Anne sta versando delicatamente il té nella tazza che il piccolo Benedict stringe tra le dita. I suoi capelli sono chiari, il viso spigoloso e gli occhi di ghiaccio seguono la bevanda che, bollente, viene versata nella sua tazza ricamata. Solleva le mani per prenderlo, ma Anne lo blocca. "Dobbiamo aggiungere un po' di latte, prima" dice, piegando la boccetta che Clarisse Wincherster - la madre di Alice - ha preparato sul vassoio d'argento. Benedict annuisce, poi finalmente si gusta lentamente la bevanda bollente. Anche Anne se ne versa un po', inebriandosi del profumo e del calore che emana. Si sistema sulla sedia, sorreggendosi con una mano la grossa pancia del nono mese di gravidanza. Impugna la tazzina, sorseggiandola lentamente e lasciando che il calore lenisca la gola un po' infiammata dal continuo gridare a lavoro. Gestire quell'impresa di periodici è molto più stressante di quanto abbia mai potuto pensare quando era molto più giovane. Nella quiete di quella casa grande ci sono soltanto lei e Benedict di quattro anni e mezzo. Le cicale cantano dagli alberi vicini, il rumore del mare agitato giunge fino alle loro finestre leggermente socchiuse. Pur essendo febbraio, ci sono state giornate più fredde. Il sole coperto da una leggera foschia riscalda con i suoi tiepidi raggi.
Anne sta finendo la sua tazza di té quando una forte fitta al basso ventre le smorza il respiro e la fa piegare più in avanti. Benedict è scattato in piedi, facendo rovesciare la sua tazza sul ripiano del tavolo. Chiama subito Clarisse, guardando la sua mamma contratta dai dolori e le mani appoggiate sul ventre gonfio. Inizia a respirare lentamente.
Due ore dopo sarebbe nato il piccolo Thomas Saunders.
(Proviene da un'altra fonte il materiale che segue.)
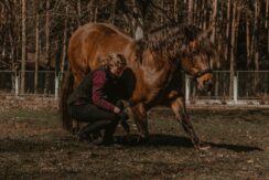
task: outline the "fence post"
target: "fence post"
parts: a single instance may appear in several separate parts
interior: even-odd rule
[[[57,73],[55,73],[55,99],[58,98],[58,76]]]
[[[190,104],[190,88],[191,87],[191,81],[187,75],[185,75],[185,100],[186,104]]]
[[[237,104],[237,95],[238,95],[238,80],[237,76],[234,76],[234,103]]]
[[[15,96],[19,95],[19,75],[15,73]]]

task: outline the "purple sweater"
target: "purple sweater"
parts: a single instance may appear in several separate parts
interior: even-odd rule
[[[105,99],[105,86],[107,83],[106,73],[96,71],[93,74],[93,103],[104,109],[114,112],[115,105]]]

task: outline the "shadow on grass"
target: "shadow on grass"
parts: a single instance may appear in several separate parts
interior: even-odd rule
[[[138,141],[138,135],[116,136],[117,142],[126,147],[179,147],[193,148],[191,140],[186,137],[174,135],[150,135],[146,142]],[[263,151],[259,147],[232,144],[205,142],[215,149],[227,149],[235,152]],[[90,144],[83,144],[69,137],[65,139],[44,141],[44,140],[25,140],[25,139],[0,139],[0,152],[40,152],[54,150],[88,150]]]
[[[174,147],[183,147],[183,148],[194,148],[191,140],[186,137],[180,137],[174,135],[161,135],[153,134],[150,135],[150,138],[146,142],[138,142],[139,136],[130,135],[128,137],[118,136],[116,137],[117,141],[123,146],[155,146],[155,147],[165,147],[165,146],[174,146]],[[229,145],[229,144],[215,144],[215,142],[205,142],[209,145],[212,148],[216,149],[227,149],[236,152],[249,152],[262,149],[258,147],[244,146],[244,145]]]
[[[41,152],[76,148],[83,150],[88,147],[76,140],[0,139],[0,152]]]

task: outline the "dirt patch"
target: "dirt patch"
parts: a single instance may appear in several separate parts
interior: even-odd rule
[[[150,140],[101,147],[61,128],[53,109],[0,114],[0,179],[267,179],[269,109],[191,110],[197,151],[171,112],[149,113]],[[130,139],[137,137],[132,125]],[[123,139],[122,128],[117,138]]]

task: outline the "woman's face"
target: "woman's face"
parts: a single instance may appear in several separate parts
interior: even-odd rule
[[[112,65],[110,66],[110,72],[116,76],[120,77],[125,71],[126,66]]]

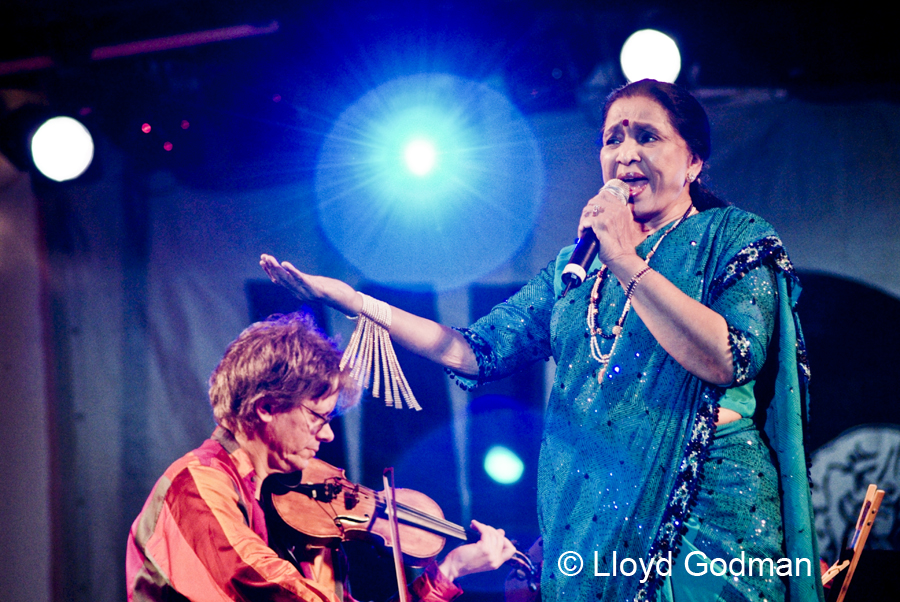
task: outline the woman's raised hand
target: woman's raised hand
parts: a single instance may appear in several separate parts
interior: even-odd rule
[[[619,180],[614,182],[622,184]],[[624,184],[622,186],[624,187]],[[643,240],[640,236],[640,226],[634,221],[631,205],[623,203],[622,199],[608,188],[601,188],[581,210],[578,237],[580,238],[589,228],[594,231],[600,243],[597,254],[600,261],[605,264],[624,255],[634,255],[635,247]]]
[[[271,255],[263,254],[259,265],[275,284],[281,285],[303,301],[321,301],[348,316],[359,315],[362,297],[349,284],[327,278],[305,274],[288,261],[278,262]]]

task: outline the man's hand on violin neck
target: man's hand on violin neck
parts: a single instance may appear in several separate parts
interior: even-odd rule
[[[503,529],[495,529],[474,520],[472,528],[481,533],[481,539],[452,550],[438,565],[440,571],[451,580],[471,573],[498,569],[516,551]]]

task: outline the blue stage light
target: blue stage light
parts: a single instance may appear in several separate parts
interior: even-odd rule
[[[369,279],[464,286],[528,239],[543,166],[501,93],[445,74],[393,80],[339,117],[316,166],[325,235]]]
[[[403,158],[406,160],[409,171],[417,176],[426,176],[434,169],[437,161],[437,149],[430,140],[417,138],[406,145]]]

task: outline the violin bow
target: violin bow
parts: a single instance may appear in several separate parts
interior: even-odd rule
[[[388,480],[390,475],[390,480]],[[403,552],[400,550],[400,528],[397,524],[397,496],[394,489],[394,468],[385,468],[382,474],[384,479],[384,493],[387,496],[386,504],[388,522],[391,525],[391,538],[394,540],[394,571],[397,573],[397,594],[400,602],[408,602],[406,590],[406,571],[403,568]]]

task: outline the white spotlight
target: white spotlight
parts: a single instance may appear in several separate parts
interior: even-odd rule
[[[511,449],[495,445],[484,456],[484,471],[494,481],[512,485],[522,478],[525,464]]]
[[[419,138],[406,145],[403,157],[406,159],[406,167],[411,172],[417,176],[424,176],[434,167],[437,151],[431,142]]]
[[[673,83],[681,71],[681,53],[675,40],[655,29],[631,34],[622,45],[619,62],[630,82],[650,78]]]
[[[87,128],[75,119],[54,117],[32,136],[31,156],[35,166],[51,180],[73,180],[90,166],[94,140]]]

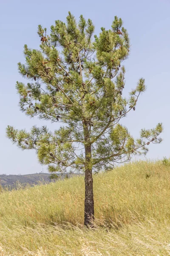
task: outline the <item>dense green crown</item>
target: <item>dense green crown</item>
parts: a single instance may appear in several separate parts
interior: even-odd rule
[[[35,149],[42,164],[51,172],[68,167],[83,170],[86,122],[92,146],[93,170],[110,168],[115,162],[129,160],[133,154],[146,154],[150,142],[159,143],[161,124],[142,130],[135,141],[119,124],[146,89],[140,79],[127,99],[122,96],[125,68],[122,61],[129,54],[130,43],[122,21],[116,16],[111,29],[93,33],[91,20],[81,15],[78,23],[69,12],[67,22],[55,21],[48,35],[38,26],[39,50],[24,46],[26,64],[18,63],[20,73],[30,81],[17,82],[21,109],[31,117],[62,122],[51,133],[45,127],[34,126],[29,133],[7,128],[8,137],[23,149]]]

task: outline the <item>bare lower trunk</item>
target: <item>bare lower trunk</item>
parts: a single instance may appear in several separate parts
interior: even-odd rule
[[[94,220],[94,200],[93,195],[91,148],[90,143],[89,132],[87,121],[84,122],[85,140],[85,226],[91,225]]]

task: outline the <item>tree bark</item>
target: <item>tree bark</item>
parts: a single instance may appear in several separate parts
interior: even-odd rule
[[[85,147],[85,226],[92,226],[94,220],[94,199],[93,195],[91,148],[88,122],[83,121]]]

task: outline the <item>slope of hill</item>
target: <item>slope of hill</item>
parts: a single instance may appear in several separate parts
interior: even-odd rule
[[[170,254],[170,168],[141,162],[94,176],[94,229],[81,176],[0,195],[0,254]]]
[[[68,176],[69,175],[67,175]],[[59,177],[60,175],[59,175]],[[65,177],[66,174],[63,174],[61,178]],[[26,175],[0,175],[0,183],[3,187],[7,187],[8,189],[16,188],[20,184],[22,186],[25,186],[29,184],[34,186],[42,183],[49,183],[53,181],[50,178],[49,173],[34,173]],[[53,180],[54,181],[54,180]]]

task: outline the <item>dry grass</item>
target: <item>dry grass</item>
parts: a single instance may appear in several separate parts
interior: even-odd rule
[[[2,193],[0,256],[170,255],[169,167],[126,165],[94,186],[94,230],[82,225],[83,177]]]

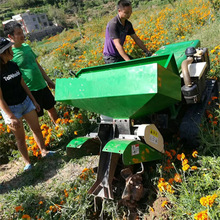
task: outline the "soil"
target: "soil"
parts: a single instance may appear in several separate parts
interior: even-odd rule
[[[41,167],[44,171],[43,177],[36,180],[36,177],[33,177],[34,181],[32,186],[35,187],[49,187],[51,183],[55,180],[57,184],[61,184],[64,181],[74,180],[82,170],[87,168],[95,168],[98,165],[98,156],[92,156],[83,160],[82,164],[76,164],[73,161],[65,161],[66,158],[56,157],[54,159],[47,159],[47,161],[39,161],[35,163],[35,171],[38,169],[38,164],[41,163]],[[43,165],[42,165],[43,163]],[[59,164],[63,164],[60,166]],[[24,163],[22,158],[18,160],[11,161],[8,164],[0,165],[0,193],[7,193],[12,189],[17,189],[25,185],[25,180],[27,176],[23,172]],[[43,167],[43,168],[42,168]],[[28,171],[29,172],[29,171]],[[41,172],[41,170],[39,170]],[[30,177],[29,177],[30,178]],[[28,179],[30,182],[30,180]],[[153,187],[153,186],[152,186]],[[162,203],[167,200],[165,197],[156,198],[155,189],[150,187],[146,190],[147,204],[149,205],[149,214],[144,216],[141,219],[144,220],[159,220],[168,219],[167,208],[162,207]],[[141,202],[141,201],[140,201]],[[146,199],[144,205],[146,204]],[[145,205],[146,206],[146,205]]]

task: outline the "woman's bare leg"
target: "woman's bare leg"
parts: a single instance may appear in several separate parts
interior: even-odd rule
[[[50,119],[53,121],[54,124],[56,124],[56,120],[58,119],[56,109],[53,107],[53,108],[47,110],[47,112],[48,112]]]
[[[30,158],[28,156],[27,146],[25,142],[25,133],[24,133],[22,119],[20,119],[20,121],[21,121],[21,126],[19,128],[14,128],[14,127],[11,127],[10,125],[9,125],[9,128],[15,135],[18,150],[21,152],[21,155],[24,159],[25,164],[28,165],[30,164]]]
[[[44,144],[44,139],[43,135],[40,129],[39,121],[38,121],[38,116],[35,110],[23,115],[23,118],[27,121],[28,125],[30,126],[34,140],[36,141],[38,147],[41,150],[41,155],[42,157],[46,156],[48,151],[46,150],[45,144]]]

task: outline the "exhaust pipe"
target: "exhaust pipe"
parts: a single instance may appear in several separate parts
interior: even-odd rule
[[[193,57],[187,57],[181,64],[182,74],[183,74],[183,81],[185,86],[191,87],[192,81],[190,79],[188,65],[193,62]]]
[[[190,78],[188,65],[194,61],[194,54],[196,49],[194,47],[188,47],[185,51],[187,59],[181,64],[184,86],[181,91],[187,104],[197,103],[199,101],[199,92],[196,84],[193,84]]]

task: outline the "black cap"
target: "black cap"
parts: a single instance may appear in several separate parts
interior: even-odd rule
[[[188,47],[185,51],[185,54],[187,57],[191,57],[193,56],[194,54],[196,54],[196,49],[195,47]]]
[[[7,38],[0,37],[0,54],[4,53],[11,45],[13,45],[13,43]]]

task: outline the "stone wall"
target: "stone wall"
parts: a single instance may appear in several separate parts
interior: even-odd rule
[[[61,26],[49,26],[49,27],[47,27],[43,30],[28,33],[27,38],[30,41],[34,41],[34,40],[40,41],[40,40],[42,40],[43,38],[45,38],[47,36],[54,36],[57,33],[61,33],[63,31],[63,29],[64,28],[61,27]]]

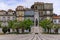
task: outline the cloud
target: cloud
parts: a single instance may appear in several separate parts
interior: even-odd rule
[[[60,14],[60,0],[0,0],[0,9],[15,9],[19,5],[30,8],[34,2],[53,3],[54,13]]]

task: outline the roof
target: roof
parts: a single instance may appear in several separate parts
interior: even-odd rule
[[[17,6],[16,11],[19,11],[19,10],[24,10],[24,7],[23,6]]]
[[[8,12],[14,12],[14,10],[12,10],[12,9],[8,9]]]
[[[60,19],[60,16],[53,16],[53,19]]]

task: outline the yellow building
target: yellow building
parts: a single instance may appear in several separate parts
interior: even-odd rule
[[[17,21],[24,20],[24,7],[23,6],[17,6],[16,15],[17,15]]]

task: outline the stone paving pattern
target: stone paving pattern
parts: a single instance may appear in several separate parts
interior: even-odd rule
[[[6,34],[0,40],[60,40],[60,35],[50,34]]]

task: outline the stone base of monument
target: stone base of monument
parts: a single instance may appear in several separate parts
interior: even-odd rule
[[[41,32],[42,32],[42,29],[40,27],[32,27],[31,28],[31,33],[39,34]]]

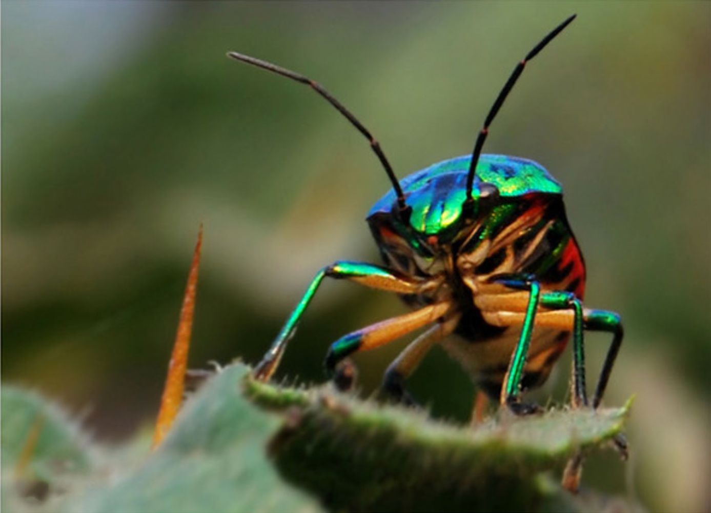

Bourton-on-the-Water, 1986

Edward Saunders è seduto comodamente sul prato, un giornale sulle ginocchia e gli occhiali da sole inforcati sul naso. Anne rincorre il piccolo Thomas sul prato della villa che affittano ormai ogni anno in quel piccolo paesino immerso nelle Costwolds, lasciandosi cullare dalla brezza fresca. Tom ride, correndo in circolo e sporcandosi le ginocchia con i fili d'erba mentre Benedict esce dalla casa con un vassoio tra le mani. Anne lo guarda, prendendo tra le braccia Tom.
Edward si mette in piedi, sgranando gli occhi e gettando da parte il giornale. Corre da Benedict. "Ma sei impazzito? Avresti potuto bruciarti-"
"Lasciami fare, papà. Volevo farvi una sorpresa."
Edward sgrana gli occhi. "Hai fatto tutto da solo?"
Ben annuisce. "Spero che sia uscito bene."
"L'hai fatto tu. Sicuramente é uscito bene, mio ometto" dice il padre, scompigliandogli i capelli e aiutandolo ad appoggiare il vassoio sul prato.
Anne si siede per terra, sistemandosi Tom tra le gambe. "E tu non toccare" dice, picchiettandogli la mano già pronta a sfiorare la teiera fumante.
Si siedono tutti in cerchio, sorseggiando il - poco - té che Benedict è riuscito a fare, facendo tintinnare le tazzine tra loro.

Brighton, luglio 1997

Edward torna da lavoro, accorgendosi solo dopo della presenza di Benedict vicino all'ingresso, nascosto dalla cappottiera. "Ben!" urla il padre, fiondandosi tra le braccia del figlio ormai più alto di lui. "Sei tornato! Come è andato questo semestre?"
"Perfettamente, papà. Volevo farvi una sorpresa" dice, notando poi Anne apparire in sala da pranzo con le mani strette a quelle di Nicholas che incomincia a stare in equilibrio sulle proprie gambe paffute. Thomas appare solo dopo, aiutando Alice a trasportare le varie portate in sala da pranzo dalla cucina.
"Ciao, papà" saluto Tom con un cenno del capo.
Edward lo ignora. "Cosa stai studiando adesso?" domanda a Ben, guardandolo estasiato. Thomas presta attenzione a quello che i due stanno dicendo, prendendo da sopra il tavolo le tazzine da té che la madre aveva usato una decina di minuti prima. Le sistema sul vassoio d'argento, girandosi per portarle in cucina quando Anne urla "Attento!" e tira subito via Nicholas che si stava infilando tra le gambe di Tom.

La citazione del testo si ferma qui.